Copilot · 2026-04-02T21:26:10Z

          amount:
            required: true
            type: list
-            oneof:
+            anyof:
              - items:
                - type: float
              - items:
                - type: float
                - type: dict
                  schema:
                    uncertainty-type:
-                      required: true
                      type: string
                      allowed:
                        - absolute
                        - relative
                    uncertainty:
-                      required: true
                      type: float
                      excludes:
                        - upper-uncertainty
                        - lower-uncertainty
+                      dependencies:
+                        - uncertainty-type
                    upper-uncertainty:
-                      required: true
                      type: float
                      excludes: uncertainty
-                      dependencies: lower-uncertainty
+                      dependencies:
+                        - lower-uncertainty
+                        - uncertainty-type
                    lower-uncertainty:
-                      required: true
                      type: float
                      excludes: uncertainty
-                      dependencies: upper-uncertainty
+                      dependencies:
+                        - upper-uncertainty
+                        - uncertainty-type


Similar to value_unit_schema.yaml, the composition amount uncertainty dict has no required keys, so [value, {}] can validate but will fail later in DataPoint.process_quantity() due to missing uncertainty-type. Please ensure the dict is either (a) a valid uncertainty block with uncertainty-type + values, or (b) a valid evaluated-standard-deviation-only metadata block, and reject empty dicts.
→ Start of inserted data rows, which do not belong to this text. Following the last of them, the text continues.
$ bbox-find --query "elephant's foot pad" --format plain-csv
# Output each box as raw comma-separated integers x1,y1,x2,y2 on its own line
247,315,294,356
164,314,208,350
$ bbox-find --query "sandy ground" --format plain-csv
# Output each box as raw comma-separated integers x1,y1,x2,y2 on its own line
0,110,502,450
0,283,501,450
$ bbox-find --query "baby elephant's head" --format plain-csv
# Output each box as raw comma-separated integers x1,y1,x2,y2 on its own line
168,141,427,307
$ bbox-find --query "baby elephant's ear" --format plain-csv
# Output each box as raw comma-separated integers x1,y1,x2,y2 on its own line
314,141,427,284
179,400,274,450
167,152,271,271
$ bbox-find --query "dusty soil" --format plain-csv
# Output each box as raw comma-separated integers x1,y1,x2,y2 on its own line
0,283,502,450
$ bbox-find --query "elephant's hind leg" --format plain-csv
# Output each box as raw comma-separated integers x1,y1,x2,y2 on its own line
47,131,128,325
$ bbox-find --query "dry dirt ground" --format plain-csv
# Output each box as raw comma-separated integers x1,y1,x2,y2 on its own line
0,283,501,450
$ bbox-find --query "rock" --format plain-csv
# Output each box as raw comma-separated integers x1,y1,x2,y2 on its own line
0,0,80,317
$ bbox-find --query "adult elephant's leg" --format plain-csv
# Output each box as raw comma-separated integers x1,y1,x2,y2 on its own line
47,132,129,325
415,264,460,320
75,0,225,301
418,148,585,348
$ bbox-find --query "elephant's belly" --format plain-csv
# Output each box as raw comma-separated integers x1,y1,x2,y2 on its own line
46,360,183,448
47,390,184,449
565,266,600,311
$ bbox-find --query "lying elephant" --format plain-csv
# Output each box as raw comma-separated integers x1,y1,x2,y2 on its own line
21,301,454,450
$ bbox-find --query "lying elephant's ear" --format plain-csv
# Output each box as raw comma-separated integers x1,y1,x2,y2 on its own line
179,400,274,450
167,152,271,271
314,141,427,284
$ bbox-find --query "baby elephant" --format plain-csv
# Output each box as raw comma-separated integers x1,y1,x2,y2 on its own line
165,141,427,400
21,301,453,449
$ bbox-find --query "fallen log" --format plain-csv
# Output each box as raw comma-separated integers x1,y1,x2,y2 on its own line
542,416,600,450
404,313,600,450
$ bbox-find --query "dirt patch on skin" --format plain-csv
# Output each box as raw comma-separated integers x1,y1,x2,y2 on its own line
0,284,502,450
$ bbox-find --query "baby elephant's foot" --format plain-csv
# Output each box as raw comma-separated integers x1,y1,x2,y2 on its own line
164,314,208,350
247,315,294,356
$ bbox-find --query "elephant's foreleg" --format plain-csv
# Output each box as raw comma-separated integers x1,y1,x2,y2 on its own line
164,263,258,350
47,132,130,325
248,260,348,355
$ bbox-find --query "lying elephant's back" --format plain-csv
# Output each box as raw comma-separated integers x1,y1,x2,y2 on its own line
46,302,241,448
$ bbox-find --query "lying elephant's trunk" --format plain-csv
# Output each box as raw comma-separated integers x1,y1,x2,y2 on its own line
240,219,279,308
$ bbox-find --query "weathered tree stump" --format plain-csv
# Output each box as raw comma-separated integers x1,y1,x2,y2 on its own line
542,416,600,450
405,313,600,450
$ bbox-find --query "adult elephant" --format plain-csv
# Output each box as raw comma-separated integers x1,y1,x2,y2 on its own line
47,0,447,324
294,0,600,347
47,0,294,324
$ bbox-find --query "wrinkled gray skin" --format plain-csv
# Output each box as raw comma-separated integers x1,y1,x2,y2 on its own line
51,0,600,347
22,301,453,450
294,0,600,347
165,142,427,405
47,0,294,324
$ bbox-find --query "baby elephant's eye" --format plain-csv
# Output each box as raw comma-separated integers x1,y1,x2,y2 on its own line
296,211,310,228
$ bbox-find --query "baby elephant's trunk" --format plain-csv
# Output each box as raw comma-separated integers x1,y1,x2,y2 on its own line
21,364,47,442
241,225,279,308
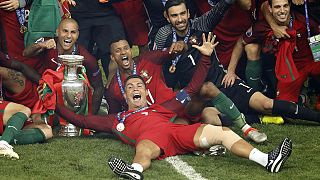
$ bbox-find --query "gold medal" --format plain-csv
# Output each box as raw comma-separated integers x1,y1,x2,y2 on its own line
169,64,176,73
20,25,28,34
117,123,124,132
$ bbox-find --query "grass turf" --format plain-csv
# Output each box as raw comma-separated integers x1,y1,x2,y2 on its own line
0,122,320,179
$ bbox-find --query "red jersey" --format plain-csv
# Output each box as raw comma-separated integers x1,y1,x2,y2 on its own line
112,104,200,159
0,6,41,70
41,45,101,82
106,51,175,113
243,13,319,70
213,0,262,68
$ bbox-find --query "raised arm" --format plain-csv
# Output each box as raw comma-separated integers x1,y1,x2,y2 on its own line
55,105,116,133
0,51,41,83
222,38,247,87
23,39,56,57
192,0,235,32
261,1,290,39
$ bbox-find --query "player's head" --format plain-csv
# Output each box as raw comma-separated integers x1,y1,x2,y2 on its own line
268,0,290,25
56,18,79,53
110,39,133,70
164,0,190,35
124,75,147,110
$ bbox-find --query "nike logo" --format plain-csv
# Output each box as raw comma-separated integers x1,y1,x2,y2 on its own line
267,160,274,166
7,126,18,131
125,172,141,179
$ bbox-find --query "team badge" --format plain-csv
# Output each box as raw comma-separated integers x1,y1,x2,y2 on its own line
140,70,152,84
189,35,200,45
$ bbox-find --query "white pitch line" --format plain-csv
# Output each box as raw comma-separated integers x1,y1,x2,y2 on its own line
165,156,207,180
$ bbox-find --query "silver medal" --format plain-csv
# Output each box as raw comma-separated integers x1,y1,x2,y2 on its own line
117,123,124,132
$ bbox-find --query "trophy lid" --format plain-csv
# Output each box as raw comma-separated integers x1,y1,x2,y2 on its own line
58,55,84,65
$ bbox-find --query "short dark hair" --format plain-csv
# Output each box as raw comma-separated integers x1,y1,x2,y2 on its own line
164,0,187,14
268,0,292,7
124,74,146,87
109,37,131,54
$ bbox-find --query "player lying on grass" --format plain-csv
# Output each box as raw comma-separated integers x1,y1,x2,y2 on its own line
56,75,292,179
51,35,292,179
0,100,52,159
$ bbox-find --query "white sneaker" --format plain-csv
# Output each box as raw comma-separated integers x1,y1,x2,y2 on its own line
0,140,19,159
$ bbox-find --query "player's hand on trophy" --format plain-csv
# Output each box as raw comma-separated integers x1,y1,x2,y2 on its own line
192,32,219,56
0,0,19,11
221,71,239,88
169,41,188,54
37,83,47,99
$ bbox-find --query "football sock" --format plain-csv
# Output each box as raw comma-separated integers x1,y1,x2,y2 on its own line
12,128,46,145
131,163,143,172
211,92,246,128
249,148,268,167
0,112,28,144
272,100,320,122
246,59,262,91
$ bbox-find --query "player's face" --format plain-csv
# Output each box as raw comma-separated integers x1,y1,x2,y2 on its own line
167,3,190,34
270,0,290,24
110,40,133,70
125,78,147,110
57,22,79,52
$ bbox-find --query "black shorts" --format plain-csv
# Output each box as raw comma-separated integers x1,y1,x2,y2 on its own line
220,79,257,114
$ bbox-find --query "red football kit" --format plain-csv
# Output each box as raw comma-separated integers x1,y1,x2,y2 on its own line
106,51,179,113
243,13,320,102
56,104,201,159
0,7,41,70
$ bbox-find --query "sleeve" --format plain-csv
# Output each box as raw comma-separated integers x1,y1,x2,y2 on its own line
137,50,175,65
55,105,116,133
153,24,172,50
242,20,271,44
192,0,231,32
104,86,123,114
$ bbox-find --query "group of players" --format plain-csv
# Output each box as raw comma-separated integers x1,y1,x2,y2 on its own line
0,0,320,179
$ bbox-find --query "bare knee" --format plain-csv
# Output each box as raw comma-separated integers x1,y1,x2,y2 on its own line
245,44,260,60
201,107,222,126
200,82,220,100
136,140,160,159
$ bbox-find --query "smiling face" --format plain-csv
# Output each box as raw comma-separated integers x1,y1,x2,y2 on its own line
269,0,290,25
57,19,79,54
125,77,147,110
110,40,133,70
166,3,190,36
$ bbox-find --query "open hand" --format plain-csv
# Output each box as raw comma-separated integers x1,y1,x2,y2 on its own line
0,0,19,11
221,71,239,88
192,32,219,56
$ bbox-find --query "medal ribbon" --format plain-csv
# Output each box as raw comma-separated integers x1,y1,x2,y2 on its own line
16,8,26,33
304,0,310,38
117,62,137,97
117,106,149,124
171,27,190,66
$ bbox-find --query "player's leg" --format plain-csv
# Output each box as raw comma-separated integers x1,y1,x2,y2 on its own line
12,122,53,144
245,44,262,91
205,82,267,143
0,102,31,159
194,125,292,172
108,140,161,179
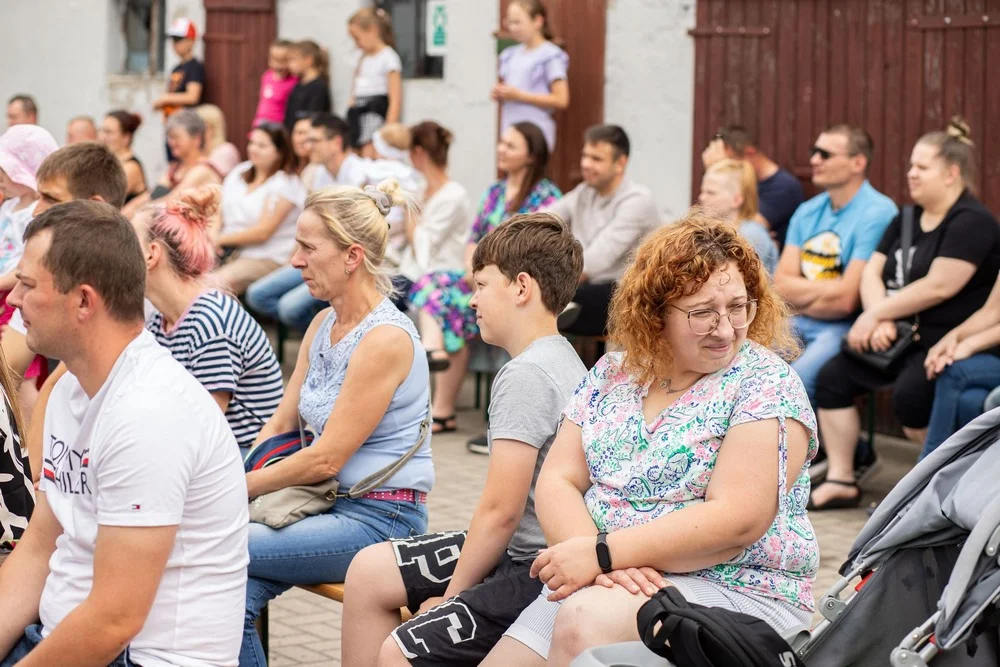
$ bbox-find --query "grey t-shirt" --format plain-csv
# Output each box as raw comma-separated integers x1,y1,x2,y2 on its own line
487,336,587,560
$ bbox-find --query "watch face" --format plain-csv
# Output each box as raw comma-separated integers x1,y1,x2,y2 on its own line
597,533,611,572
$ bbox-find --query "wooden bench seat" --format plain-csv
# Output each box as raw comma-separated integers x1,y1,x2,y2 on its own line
298,584,411,621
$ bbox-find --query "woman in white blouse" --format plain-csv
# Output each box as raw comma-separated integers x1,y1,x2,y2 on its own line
216,123,306,294
400,120,473,288
393,120,475,433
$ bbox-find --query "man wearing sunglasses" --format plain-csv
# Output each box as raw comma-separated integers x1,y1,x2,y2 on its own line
701,125,805,248
774,125,897,414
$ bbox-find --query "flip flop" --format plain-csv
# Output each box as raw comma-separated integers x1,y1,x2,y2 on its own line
431,415,458,435
806,479,861,512
427,350,451,373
Copilot · 2026-04-02T21:26:10Z

+def parse_reference(root, xml_filename):
+    ref = {}
+    bib = root.find('bibliographyLink')
+    if bib is None:
+        ref['detail'] = f'Converted from ReSpecTh XML file {xml_filename}'
+        return ref


When <bibliographyLink> is missing, this returns a reference dict with only detail. The ChemKED schema requires reference.authors (min length 1) and reference.year, so the converter can emit YAML that will never validate. Prefer failing fast here (raise) or populating schema-required fallback fields in a way that still produces valid ChemKED.
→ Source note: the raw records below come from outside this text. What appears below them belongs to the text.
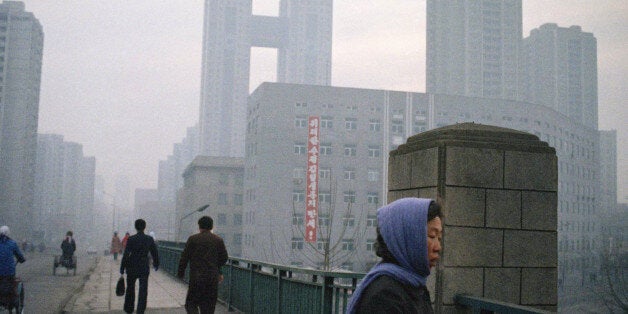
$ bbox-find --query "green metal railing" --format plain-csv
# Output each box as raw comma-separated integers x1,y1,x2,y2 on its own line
158,241,550,314
158,241,365,314
454,294,552,314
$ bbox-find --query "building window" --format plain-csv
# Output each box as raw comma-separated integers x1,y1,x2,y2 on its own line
366,192,379,205
321,116,334,129
218,193,229,205
294,143,307,155
292,214,303,226
366,239,375,252
292,238,303,250
318,168,331,179
367,169,379,182
320,143,331,156
318,214,329,226
316,239,329,251
216,214,227,225
343,191,355,203
318,192,331,204
218,173,229,185
294,116,307,128
340,262,353,271
292,167,305,179
345,144,356,156
233,214,242,226
292,190,305,203
369,119,382,132
342,216,355,227
233,194,242,206
369,145,381,157
345,118,358,130
366,215,377,227
233,173,244,186
344,169,355,180
390,121,403,134
342,239,353,251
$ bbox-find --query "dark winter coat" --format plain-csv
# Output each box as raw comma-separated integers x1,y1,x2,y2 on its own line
177,231,229,282
356,276,434,314
120,232,159,277
61,237,76,258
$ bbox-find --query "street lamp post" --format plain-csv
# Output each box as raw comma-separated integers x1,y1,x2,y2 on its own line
177,204,209,241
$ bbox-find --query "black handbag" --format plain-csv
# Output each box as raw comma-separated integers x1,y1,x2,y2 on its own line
116,276,124,297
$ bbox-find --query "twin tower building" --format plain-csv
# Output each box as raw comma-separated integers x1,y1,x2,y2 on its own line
199,0,333,157
199,0,597,157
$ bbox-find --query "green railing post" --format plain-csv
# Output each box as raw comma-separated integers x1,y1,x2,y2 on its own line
321,276,334,314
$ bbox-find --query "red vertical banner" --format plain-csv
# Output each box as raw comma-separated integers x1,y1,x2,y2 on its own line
305,116,320,242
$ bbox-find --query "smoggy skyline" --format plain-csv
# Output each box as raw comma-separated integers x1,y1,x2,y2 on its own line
24,0,628,202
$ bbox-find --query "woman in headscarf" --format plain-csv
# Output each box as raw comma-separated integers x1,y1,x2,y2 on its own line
347,198,443,314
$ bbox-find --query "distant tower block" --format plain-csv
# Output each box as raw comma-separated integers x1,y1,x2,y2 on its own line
199,0,333,157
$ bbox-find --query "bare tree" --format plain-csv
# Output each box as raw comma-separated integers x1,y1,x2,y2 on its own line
292,179,367,271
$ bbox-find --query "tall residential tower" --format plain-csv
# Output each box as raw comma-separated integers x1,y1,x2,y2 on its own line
199,0,333,157
426,0,522,99
0,1,44,237
521,24,598,129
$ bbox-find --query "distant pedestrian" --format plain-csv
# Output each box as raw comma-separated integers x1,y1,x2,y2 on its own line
347,198,443,314
111,231,122,261
0,226,26,276
122,231,131,251
61,231,76,267
120,219,159,313
177,216,229,314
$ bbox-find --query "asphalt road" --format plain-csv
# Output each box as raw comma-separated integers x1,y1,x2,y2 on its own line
16,249,95,313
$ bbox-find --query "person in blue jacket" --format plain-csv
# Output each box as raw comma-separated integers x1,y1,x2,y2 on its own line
0,226,26,282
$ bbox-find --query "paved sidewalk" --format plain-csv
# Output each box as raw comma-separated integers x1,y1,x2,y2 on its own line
63,256,233,314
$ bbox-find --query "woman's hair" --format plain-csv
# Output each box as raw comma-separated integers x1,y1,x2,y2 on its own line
375,201,443,264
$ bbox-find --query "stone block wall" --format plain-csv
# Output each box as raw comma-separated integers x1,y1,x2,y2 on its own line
388,123,558,313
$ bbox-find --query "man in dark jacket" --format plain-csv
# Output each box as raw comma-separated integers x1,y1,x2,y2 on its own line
61,231,76,267
120,219,159,313
177,216,229,314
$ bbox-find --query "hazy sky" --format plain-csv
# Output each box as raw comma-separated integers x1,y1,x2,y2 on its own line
19,0,628,202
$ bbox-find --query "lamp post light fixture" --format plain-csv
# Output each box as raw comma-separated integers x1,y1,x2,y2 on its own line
177,204,209,241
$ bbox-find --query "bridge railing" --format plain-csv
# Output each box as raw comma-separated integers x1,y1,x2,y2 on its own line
158,241,550,314
158,241,365,313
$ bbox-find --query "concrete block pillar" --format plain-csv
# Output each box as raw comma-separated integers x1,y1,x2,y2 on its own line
388,123,558,313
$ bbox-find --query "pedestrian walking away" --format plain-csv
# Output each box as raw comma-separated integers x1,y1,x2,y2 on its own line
120,219,159,314
61,231,76,265
110,231,122,261
177,216,229,314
Copilot · 2026-04-02T21:26:11Z

+    apparatus = {'kind': '', 'institution': '', 'facility': ''}
+    kind_el = root.find('apparatus/kind')
+    if kind_el is not None and kind_el.text:
+        apparatus['kind'] = kind_el.text.strip()
+    modes = root.findall('apparatus/mode')
+    if modes and modes[0].text:
+        apparatus['mode'] = modes[0].text.strip()
+
+    return exp_type, apparatus


parse_experiment_kind() leaves apparatus['kind'] as an empty string when <apparatus><kind> is missing. Since the ChemKED schema requires apparatus.kind and restricts it to an enum, this will produce invalid YAML. Consider raising an error (consistent with converters.get_experiment_kind) instead of emitting an empty kind.
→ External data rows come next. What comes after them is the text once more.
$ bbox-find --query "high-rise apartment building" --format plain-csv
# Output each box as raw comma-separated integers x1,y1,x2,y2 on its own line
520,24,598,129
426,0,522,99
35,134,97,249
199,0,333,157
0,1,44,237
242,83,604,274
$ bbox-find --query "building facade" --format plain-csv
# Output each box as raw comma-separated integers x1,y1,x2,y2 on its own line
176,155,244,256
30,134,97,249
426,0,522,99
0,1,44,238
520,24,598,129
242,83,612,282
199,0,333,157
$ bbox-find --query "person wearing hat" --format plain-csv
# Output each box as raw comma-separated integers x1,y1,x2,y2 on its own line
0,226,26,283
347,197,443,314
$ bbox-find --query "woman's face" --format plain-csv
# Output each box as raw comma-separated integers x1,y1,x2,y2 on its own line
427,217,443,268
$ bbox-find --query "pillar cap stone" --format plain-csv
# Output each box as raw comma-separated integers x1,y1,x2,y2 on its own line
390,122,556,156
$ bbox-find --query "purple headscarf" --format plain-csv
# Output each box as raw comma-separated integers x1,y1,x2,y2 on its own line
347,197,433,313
Copilot · 2026-04-02T21:26:11Z

+    props['file-type'] = 'experiment'
+
+    exp_type, apparatus = parse_experiment_kind(root)
+    props['experiment-type'] = exp_type
+    props['apparatus'] = apparatus
+
+    # Method and comments
+    method = (root.findtext('method') or '').strip()
+    if method:
+        props['method'] = method
+
+    comments = []
+    for c_el in root.findall('comment'):
+        if c_el.text and c_el.text.strip():
+            comments.append(c_el.text.strip())
+    if comments:
+        props['comments'] = comments
+


This adds file-type and comments fields, but schemas/chemked_schema.yaml does not define these keys (Cerberus will flag them as unknown). If batch_convert.py is intended to produce valid ChemKED YAML consumable by ChemKED, either extend the schema to allow these fields or omit/rename them to schema-supported keys.

Suggested change

props['file-type'] = 'experiment'

exp_type, apparatus = parse_experiment_kind(root)

props['experiment-type'] = exp_type

props['apparatus'] = apparatus

# Method and comments

method = (root.findtext('method') or '').strip()

if method:

props['method'] = method

comments = []

for c_el in root.findall('comment'):

if c_el.text and c_el.text.strip():

comments.append(c_el.text.strip())

if comments:

props['comments'] = comments

exp_type, apparatus = parse_experiment_kind(root)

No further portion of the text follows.